FIG. 1 is an MO according to one embodiment of a MOSFET of the present invention.
Sectional drawing of SFET.

FIG. 2 is an MO according to one embodiment of the MOSFET of the present invention.
Process sectional drawing of SFET.

FIG. 3 is a characteristic diagram showing the effective gate length dependence of the threshold voltage of the MOSFET of the present invention and the conventional groove-type and surface-type MOSFETs.

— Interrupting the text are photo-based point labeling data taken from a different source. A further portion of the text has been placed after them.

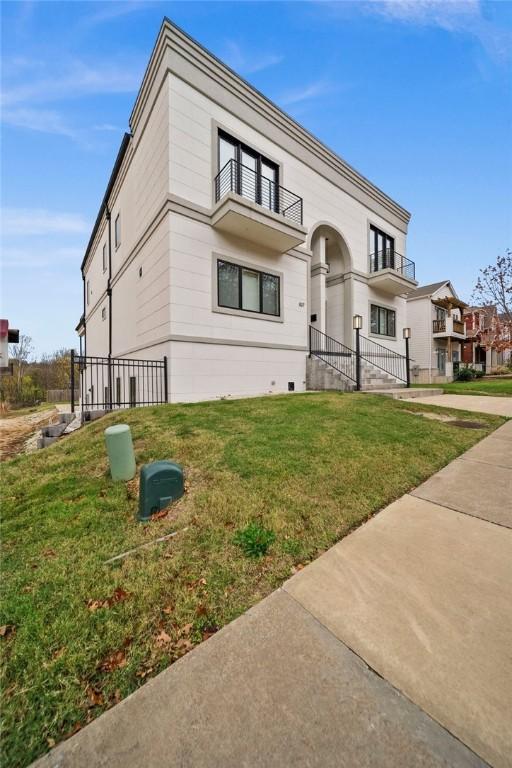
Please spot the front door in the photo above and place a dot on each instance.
(441, 360)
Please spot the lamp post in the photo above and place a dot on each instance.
(357, 324)
(407, 336)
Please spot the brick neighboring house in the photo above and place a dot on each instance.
(482, 324)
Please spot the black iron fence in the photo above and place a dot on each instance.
(108, 383)
(245, 181)
(348, 361)
(333, 352)
(390, 259)
(384, 358)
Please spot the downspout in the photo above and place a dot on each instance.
(109, 294)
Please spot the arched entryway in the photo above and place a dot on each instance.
(331, 283)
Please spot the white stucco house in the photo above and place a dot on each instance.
(435, 316)
(227, 232)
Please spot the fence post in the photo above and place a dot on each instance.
(407, 362)
(358, 362)
(72, 378)
(166, 383)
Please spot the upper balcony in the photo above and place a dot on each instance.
(251, 206)
(448, 327)
(391, 272)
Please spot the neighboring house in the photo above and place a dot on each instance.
(488, 337)
(225, 231)
(434, 315)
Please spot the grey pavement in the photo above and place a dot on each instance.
(392, 649)
(497, 406)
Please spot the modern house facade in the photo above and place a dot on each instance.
(435, 316)
(227, 231)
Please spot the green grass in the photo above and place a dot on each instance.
(308, 468)
(496, 387)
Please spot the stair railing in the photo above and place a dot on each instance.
(333, 353)
(386, 359)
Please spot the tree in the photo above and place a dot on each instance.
(494, 286)
(493, 292)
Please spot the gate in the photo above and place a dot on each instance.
(110, 383)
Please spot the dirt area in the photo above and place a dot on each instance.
(15, 431)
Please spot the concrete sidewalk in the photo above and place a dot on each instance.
(392, 649)
(497, 406)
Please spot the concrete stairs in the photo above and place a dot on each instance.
(321, 376)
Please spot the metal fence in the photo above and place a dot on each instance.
(245, 181)
(109, 383)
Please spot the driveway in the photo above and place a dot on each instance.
(498, 406)
(391, 650)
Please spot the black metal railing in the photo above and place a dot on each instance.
(245, 181)
(390, 259)
(109, 383)
(386, 359)
(333, 352)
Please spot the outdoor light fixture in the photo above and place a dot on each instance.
(407, 336)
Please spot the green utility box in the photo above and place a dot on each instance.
(160, 483)
(121, 457)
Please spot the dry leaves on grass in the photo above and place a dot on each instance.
(116, 660)
(118, 596)
(95, 697)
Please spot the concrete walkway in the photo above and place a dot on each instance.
(391, 650)
(498, 406)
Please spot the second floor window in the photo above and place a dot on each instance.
(117, 230)
(382, 320)
(247, 172)
(382, 250)
(247, 289)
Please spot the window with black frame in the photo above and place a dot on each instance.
(247, 172)
(247, 289)
(382, 248)
(382, 321)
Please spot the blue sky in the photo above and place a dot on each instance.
(416, 94)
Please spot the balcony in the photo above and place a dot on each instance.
(392, 273)
(448, 327)
(250, 206)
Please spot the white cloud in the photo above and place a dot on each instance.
(41, 257)
(42, 120)
(456, 16)
(74, 79)
(306, 92)
(38, 221)
(245, 62)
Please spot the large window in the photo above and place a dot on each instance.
(382, 321)
(247, 289)
(252, 174)
(382, 250)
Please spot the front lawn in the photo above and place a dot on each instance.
(495, 387)
(79, 634)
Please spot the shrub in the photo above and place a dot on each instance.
(465, 374)
(254, 540)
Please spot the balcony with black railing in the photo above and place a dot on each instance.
(252, 206)
(391, 272)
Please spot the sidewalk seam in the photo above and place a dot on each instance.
(378, 674)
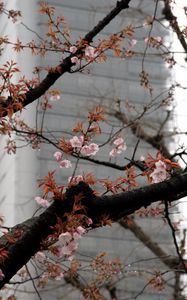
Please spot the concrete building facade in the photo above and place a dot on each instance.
(106, 83)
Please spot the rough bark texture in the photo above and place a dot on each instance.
(115, 206)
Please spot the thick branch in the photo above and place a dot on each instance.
(115, 206)
(65, 66)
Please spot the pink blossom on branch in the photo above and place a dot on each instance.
(91, 53)
(89, 150)
(120, 146)
(159, 174)
(77, 141)
(1, 275)
(75, 60)
(58, 156)
(65, 164)
(73, 49)
(42, 202)
(75, 179)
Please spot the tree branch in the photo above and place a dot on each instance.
(64, 67)
(114, 206)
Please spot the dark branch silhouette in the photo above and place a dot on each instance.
(116, 206)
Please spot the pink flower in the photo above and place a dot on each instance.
(89, 221)
(119, 142)
(132, 43)
(76, 179)
(120, 146)
(11, 147)
(58, 156)
(90, 53)
(75, 60)
(1, 275)
(91, 149)
(114, 152)
(79, 232)
(77, 141)
(70, 248)
(40, 256)
(65, 164)
(42, 202)
(148, 21)
(160, 173)
(73, 49)
(65, 238)
(54, 97)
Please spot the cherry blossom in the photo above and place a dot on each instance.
(75, 179)
(77, 141)
(40, 256)
(65, 237)
(42, 202)
(1, 275)
(68, 243)
(91, 149)
(54, 97)
(73, 49)
(79, 232)
(159, 174)
(120, 146)
(58, 156)
(11, 147)
(90, 53)
(65, 164)
(75, 60)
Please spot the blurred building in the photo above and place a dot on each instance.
(108, 83)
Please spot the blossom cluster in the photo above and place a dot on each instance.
(160, 173)
(120, 146)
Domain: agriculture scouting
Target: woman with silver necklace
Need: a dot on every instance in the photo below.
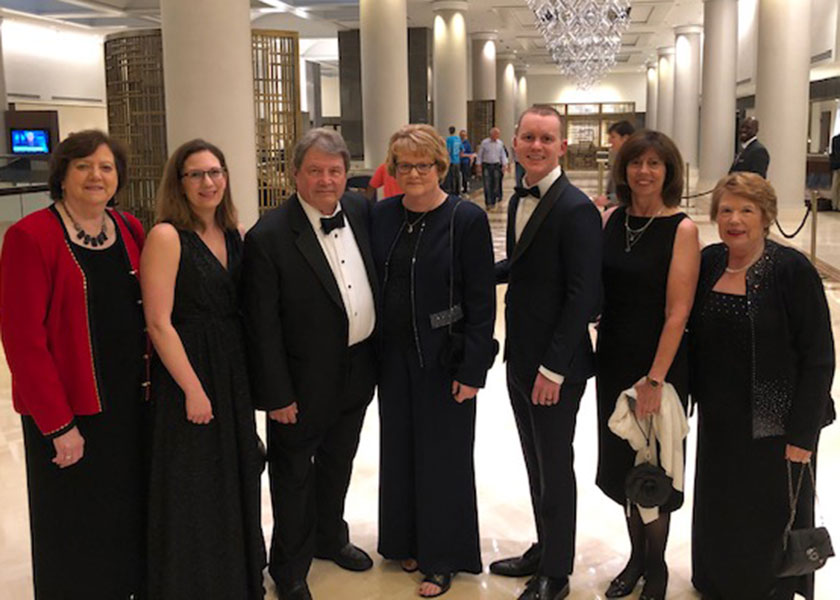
(434, 258)
(72, 327)
(762, 361)
(651, 260)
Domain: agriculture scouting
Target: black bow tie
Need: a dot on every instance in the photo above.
(334, 222)
(531, 191)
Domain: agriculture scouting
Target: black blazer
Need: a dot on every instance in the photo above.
(792, 344)
(295, 322)
(554, 285)
(474, 288)
(754, 159)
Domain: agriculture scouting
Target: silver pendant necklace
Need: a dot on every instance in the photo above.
(632, 236)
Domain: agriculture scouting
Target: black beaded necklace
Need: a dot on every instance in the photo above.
(88, 240)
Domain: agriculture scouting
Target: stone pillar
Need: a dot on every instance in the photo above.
(686, 128)
(505, 97)
(665, 91)
(521, 98)
(313, 92)
(652, 94)
(384, 52)
(450, 64)
(717, 112)
(194, 65)
(484, 65)
(781, 95)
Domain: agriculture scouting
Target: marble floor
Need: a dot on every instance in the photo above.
(504, 506)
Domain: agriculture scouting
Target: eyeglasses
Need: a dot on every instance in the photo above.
(197, 176)
(422, 168)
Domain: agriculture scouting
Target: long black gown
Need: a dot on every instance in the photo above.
(88, 521)
(635, 284)
(740, 490)
(205, 539)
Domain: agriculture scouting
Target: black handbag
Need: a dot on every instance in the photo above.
(646, 484)
(803, 550)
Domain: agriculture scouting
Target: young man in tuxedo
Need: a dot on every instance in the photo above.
(553, 271)
(309, 308)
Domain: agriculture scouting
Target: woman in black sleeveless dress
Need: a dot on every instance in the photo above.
(651, 260)
(205, 539)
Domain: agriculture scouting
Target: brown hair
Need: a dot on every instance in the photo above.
(748, 186)
(171, 204)
(636, 145)
(418, 139)
(79, 145)
(542, 110)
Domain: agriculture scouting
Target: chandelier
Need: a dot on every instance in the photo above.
(582, 36)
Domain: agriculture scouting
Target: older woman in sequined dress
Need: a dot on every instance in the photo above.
(762, 361)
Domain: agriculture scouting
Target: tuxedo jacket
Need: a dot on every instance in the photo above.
(554, 285)
(295, 322)
(754, 159)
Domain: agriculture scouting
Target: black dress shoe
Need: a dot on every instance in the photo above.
(543, 587)
(518, 566)
(296, 591)
(350, 557)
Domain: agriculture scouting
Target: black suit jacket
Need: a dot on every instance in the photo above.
(554, 285)
(754, 159)
(295, 322)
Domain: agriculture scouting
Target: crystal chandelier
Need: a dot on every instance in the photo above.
(582, 36)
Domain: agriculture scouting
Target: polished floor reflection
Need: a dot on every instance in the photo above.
(505, 514)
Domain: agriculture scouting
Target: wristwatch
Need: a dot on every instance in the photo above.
(652, 382)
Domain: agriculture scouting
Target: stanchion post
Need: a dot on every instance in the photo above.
(814, 211)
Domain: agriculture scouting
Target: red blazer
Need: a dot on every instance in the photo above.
(44, 319)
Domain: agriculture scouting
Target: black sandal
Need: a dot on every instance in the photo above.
(442, 580)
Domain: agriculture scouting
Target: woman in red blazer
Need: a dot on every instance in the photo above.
(72, 328)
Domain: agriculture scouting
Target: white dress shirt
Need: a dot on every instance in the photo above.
(348, 268)
(526, 207)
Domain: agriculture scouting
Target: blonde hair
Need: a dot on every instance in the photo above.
(748, 186)
(418, 139)
(171, 203)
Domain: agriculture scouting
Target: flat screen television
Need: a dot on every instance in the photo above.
(30, 141)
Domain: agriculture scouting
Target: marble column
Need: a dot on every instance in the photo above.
(450, 64)
(686, 127)
(505, 96)
(781, 95)
(717, 111)
(652, 94)
(521, 98)
(384, 55)
(195, 64)
(484, 65)
(665, 90)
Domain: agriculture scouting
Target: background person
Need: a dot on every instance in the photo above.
(428, 516)
(651, 261)
(205, 537)
(72, 329)
(762, 357)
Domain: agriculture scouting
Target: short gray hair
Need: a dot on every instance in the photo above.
(326, 140)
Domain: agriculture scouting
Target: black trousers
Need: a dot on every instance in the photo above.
(427, 498)
(546, 434)
(309, 467)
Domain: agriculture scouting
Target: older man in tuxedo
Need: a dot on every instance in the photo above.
(308, 301)
(553, 271)
(752, 155)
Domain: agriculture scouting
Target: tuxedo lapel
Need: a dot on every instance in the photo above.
(311, 249)
(362, 234)
(544, 207)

FIG. 4 shows an M according to another embodiment of the MOSFET of the present invention.
Sectional drawing of OSFET.

FIG. 5 shows an M according to another embodiment of the MOSFET of the present invention.
3 is a process sectional view of OSFET. FIG.

FIG. 6 is a cross-sectional view of a trench MOSFET according to a conventional technique.

FIG. 7 is a schematic diagram showing a charge distribution of a trench MOSFET according to a conventional technique.

FIG. 8 is a cross-sectional view of a surface type MOSFET according to a conventional technique.

[Explanation of symbols]

DESCRIPTION OF SYMBOLS 1 ... P-type silicon substrate 2 ... N-type source region 3 ... N-type drain region 4 ... Gate insulating film 5 ... Gate electrode 6 ... N-type source region 2 depletion layer Region 7 ... Depletion layer region that the gate electrode 5 covers 8 ... Depletion layer region that the N-type drain region 3 covers 9 ... Depletion layer region 1 on the side surface of the gate electrode 5 10 ... Gate electrode 5 Region of the depletion layer formed on the side surface of the wafer 2 11 ... Resist 12 ... Resist

Claims (6)

[Claims] 1. A semiconductor substrate having a groove portion, a gate electrode buried in the surface of the groove portion with an insulating film interposed therebetween, and a channel region of the semiconductor substrate below the gate electrode sandwiched between the semiconductor substrate and the respective depths. A MOS transistor having different source regions and drain regions. 2. A semiconductor substrate having a stepped surface, a gate electrode embedded in the stepped portion of the semiconductor substrate with an insulating film interposed therebetween, and a channel region of the semiconductor substrate below the gate electrode. A MOS transistor having a source region and a drain region. 3. The M of claim 2, wherein the source region and the drain region have substantially the same thickness.
OS type transistor. 4. A semiconductor substrate, a gate electrode embedded in the surface of the semiconductor substrate via an insulating film, and a source region and a drain region formed with a channel region of the semiconductor substrate below the gate electrode sandwiched therebetween. A lower end of a depletion layer formed in the source region in an operating state in which a threshold voltage is applied to the gate electrode and predetermined voltages are applied to the source region and the drain region, respectively. And a lower end of the depletion layer formed in the channel region and a lower end of the depletion layer formed in the drain region are formed at substantially the same depth. 5. A step of forming a groove on the surface of a semiconductor substrate,
A step of forming an insulating film on the inner surface of the semiconductor substrate groove, a step of depositing polycrystalline silicon via the insulating film in the groove to form a gate electrode, and a step of forming the groove by ion implantation on the entire surface of the semiconductor substrate. A method of manufacturing a MOS transistor, comprising: a step of forming a source / drain region sandwiched therebetween; and a step of patterning a resist in the drain region and then performing ion implantation in the source region again. 6. A step of forming a groove on the surface of a semiconductor substrate,
Forming an insulating film on the surface of the semiconductor substrate; depositing polycrystalline silicon on the insulating film to form a gate electrode; and patterning a resist having the source planned region as an opening, and then opening the opening. A method of manufacturing a MOS transistor, comprising: a step of etching a portion; and a step of performing ion implantation on the entire surface after removing the resist.